Because of the student-run decision-making process, the class tends to focus on what their interests are and includes those in the yearbook. “We don’t have unlimited pages,” Mr. Donnelly said, so the team writes about their passions. “Yearbook is like a love letter from the students to the school.”
To incorporate as many things into the yearbook as possible, Gilmore said the team has been “dividing and conquering… we have to go out and make our own decisions and set aside time to get things done on our own.”
The students enrolled in yearbook this year are all new to the class other than senior Bella Chalmers, which Mr. Donnelly said isn’t uncommon for the class. Because of this, to make sure the group has a solid foundation before approaching the yearbook itself, Mr. Donnelly dedicates the first two and a half months of his curriculum to focus on writing etiquette, tenses, grammar, caption writing, design, and more.
“This yearbook staff is just top-notch,” Mr. Donnelly said. “I love being part of their team and I love seeing their process, all the time.”
After those two months, the yearbook staff divided into two main groups — one led by Chalmers, and the other led by senior Caroline Kiesz. The teams divide the yearbook by pages, and Mr. Donnelly works with Chalmers and Kiesz to break the book down into smaller deadlines.
“Originally, we didn’t have any sports, because we didn’t think any sports were going to be involved,” Mr. Donnelly said. But as sports seasons are restarting, the yearbook team has adapted the yearbook to include them.
Freshman Ava Goodwin, who joined the class to “see what the school’s about” since it is her first year at La Salle, attended her first soccer game this year to take photos. “I’ve never used a camera before now,” she said.

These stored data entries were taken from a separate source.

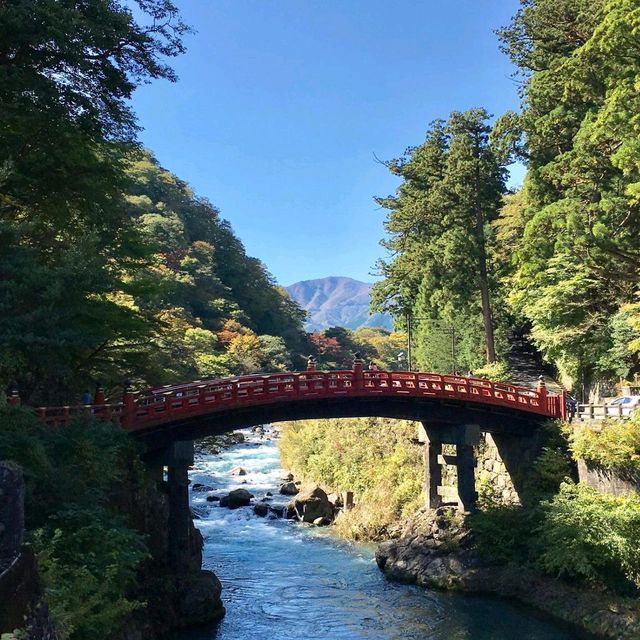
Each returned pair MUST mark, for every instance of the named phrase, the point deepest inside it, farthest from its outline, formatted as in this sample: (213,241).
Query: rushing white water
(284,580)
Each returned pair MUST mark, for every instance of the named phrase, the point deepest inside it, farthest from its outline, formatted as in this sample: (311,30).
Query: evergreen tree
(439,228)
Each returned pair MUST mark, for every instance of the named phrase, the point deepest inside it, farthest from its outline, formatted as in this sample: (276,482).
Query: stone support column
(432,451)
(180,458)
(465,465)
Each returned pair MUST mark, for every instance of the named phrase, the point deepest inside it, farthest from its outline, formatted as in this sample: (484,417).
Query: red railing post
(358,371)
(14,396)
(542,394)
(128,405)
(562,409)
(99,395)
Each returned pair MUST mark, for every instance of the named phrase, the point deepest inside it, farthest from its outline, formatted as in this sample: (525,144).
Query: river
(284,580)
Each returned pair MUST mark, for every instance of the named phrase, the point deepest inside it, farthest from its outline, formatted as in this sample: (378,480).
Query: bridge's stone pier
(458,458)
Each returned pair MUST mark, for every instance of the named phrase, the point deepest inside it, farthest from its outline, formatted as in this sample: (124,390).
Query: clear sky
(282,107)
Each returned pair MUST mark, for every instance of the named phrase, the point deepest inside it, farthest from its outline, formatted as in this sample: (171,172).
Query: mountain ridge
(337,301)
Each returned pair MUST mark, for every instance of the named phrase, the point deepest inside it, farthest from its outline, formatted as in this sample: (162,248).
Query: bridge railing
(165,404)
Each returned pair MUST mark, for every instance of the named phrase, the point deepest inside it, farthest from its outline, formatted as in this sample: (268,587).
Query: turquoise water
(285,580)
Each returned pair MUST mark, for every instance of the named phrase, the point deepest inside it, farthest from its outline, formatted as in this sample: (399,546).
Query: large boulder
(261,509)
(310,504)
(236,498)
(198,486)
(238,471)
(288,489)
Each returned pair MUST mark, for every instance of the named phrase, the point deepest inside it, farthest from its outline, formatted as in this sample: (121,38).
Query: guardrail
(165,404)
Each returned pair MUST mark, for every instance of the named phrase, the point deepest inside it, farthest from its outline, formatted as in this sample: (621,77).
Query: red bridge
(203,407)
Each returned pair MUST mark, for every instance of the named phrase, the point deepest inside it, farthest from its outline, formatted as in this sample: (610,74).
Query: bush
(87,556)
(497,371)
(375,458)
(615,444)
(502,533)
(590,535)
(88,561)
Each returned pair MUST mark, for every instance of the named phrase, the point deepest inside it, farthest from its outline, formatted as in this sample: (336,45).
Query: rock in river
(288,489)
(311,504)
(238,471)
(236,498)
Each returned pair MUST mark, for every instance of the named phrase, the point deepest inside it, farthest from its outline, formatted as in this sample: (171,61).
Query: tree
(579,61)
(67,242)
(439,228)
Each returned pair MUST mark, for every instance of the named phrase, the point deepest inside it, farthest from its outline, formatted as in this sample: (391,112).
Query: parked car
(628,403)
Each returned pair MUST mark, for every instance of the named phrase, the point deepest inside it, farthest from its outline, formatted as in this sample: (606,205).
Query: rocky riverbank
(435,550)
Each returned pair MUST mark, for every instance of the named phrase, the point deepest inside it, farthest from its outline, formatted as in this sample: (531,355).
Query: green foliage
(502,533)
(497,371)
(373,457)
(88,557)
(614,445)
(66,240)
(576,254)
(590,535)
(88,560)
(550,470)
(439,238)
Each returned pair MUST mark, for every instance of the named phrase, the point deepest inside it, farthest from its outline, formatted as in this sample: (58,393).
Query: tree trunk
(482,259)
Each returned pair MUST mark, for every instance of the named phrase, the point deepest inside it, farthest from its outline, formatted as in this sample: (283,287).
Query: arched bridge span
(205,407)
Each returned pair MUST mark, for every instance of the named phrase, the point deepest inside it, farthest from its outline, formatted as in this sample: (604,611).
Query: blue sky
(282,107)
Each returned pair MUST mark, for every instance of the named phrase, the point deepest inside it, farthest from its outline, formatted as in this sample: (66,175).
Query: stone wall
(22,603)
(502,463)
(493,480)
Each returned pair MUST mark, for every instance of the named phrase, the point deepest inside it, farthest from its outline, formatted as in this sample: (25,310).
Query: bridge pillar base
(179,457)
(464,437)
(432,453)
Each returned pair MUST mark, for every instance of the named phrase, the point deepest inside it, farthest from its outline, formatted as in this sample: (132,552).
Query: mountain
(337,302)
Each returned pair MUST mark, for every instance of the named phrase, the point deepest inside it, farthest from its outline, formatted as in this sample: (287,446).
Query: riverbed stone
(310,504)
(199,486)
(236,498)
(261,509)
(289,489)
(238,471)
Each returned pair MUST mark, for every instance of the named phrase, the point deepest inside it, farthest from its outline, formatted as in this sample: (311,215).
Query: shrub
(502,533)
(615,444)
(497,371)
(375,458)
(590,535)
(87,556)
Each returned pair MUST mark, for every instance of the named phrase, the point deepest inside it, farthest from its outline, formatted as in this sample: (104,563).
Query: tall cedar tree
(577,263)
(437,225)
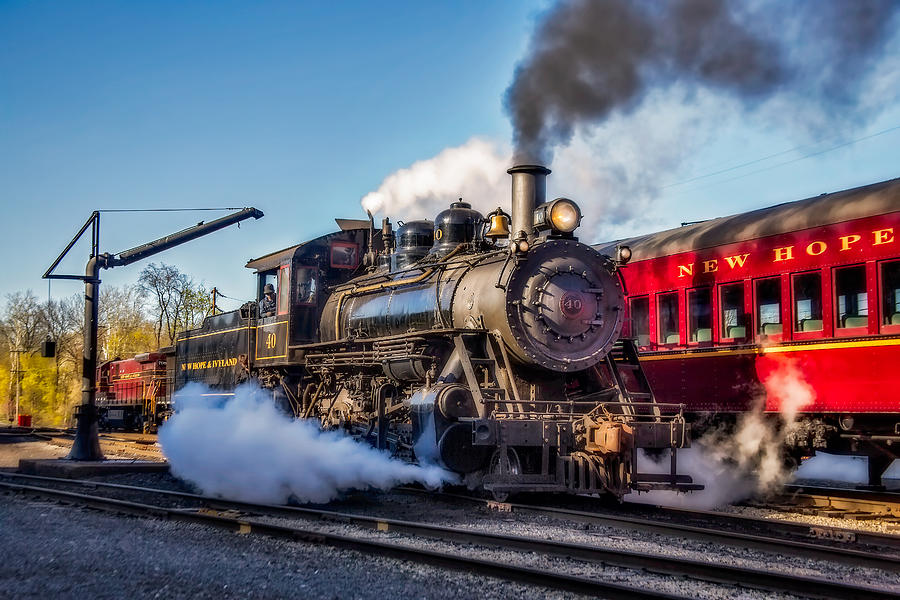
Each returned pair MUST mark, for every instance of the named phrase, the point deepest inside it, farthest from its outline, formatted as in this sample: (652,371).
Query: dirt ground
(15,448)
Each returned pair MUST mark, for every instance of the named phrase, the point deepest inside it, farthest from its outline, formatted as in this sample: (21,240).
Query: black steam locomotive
(489,345)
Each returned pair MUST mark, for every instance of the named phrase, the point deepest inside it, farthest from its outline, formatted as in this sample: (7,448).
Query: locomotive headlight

Senior Michael Drenner has also been working on his photography through the yearbook. “I’ve been playing football for a while, and my favorite thing after the games is to look at all the cool pictures they get from it,” he said. “So I just thought it would be cool to take some of those pictures.”
For sports specifically, taking photos has been “pretty difficult,” Drenner said. “Especially because we can’t just get pictures of crowds of people at football games.”
Despite the challenges, “we’re doing everything we can to keep the same content that we’ve had always in the past,” Mr. Donnelly said. “It’s just going to look a little different.”
As of now, the plan for the yearbook is for it to be divided into five sections, including student life, academics, groups/clubs/activities, a reference section for student glamour shots, and an index.
While some of the content in the yearbook will focus specifically on the COVID-19 pandemic, with masks, school closures, hybrid learning, curriculum changes, and more, “every page is literally going to have something that is what COVID has done to affect their experience in that activity or learning environment,” Mr. Donnelly said.
But despite all of the changes, “I don’t think we’re going to be losing anything from previous yearbooks,” he said.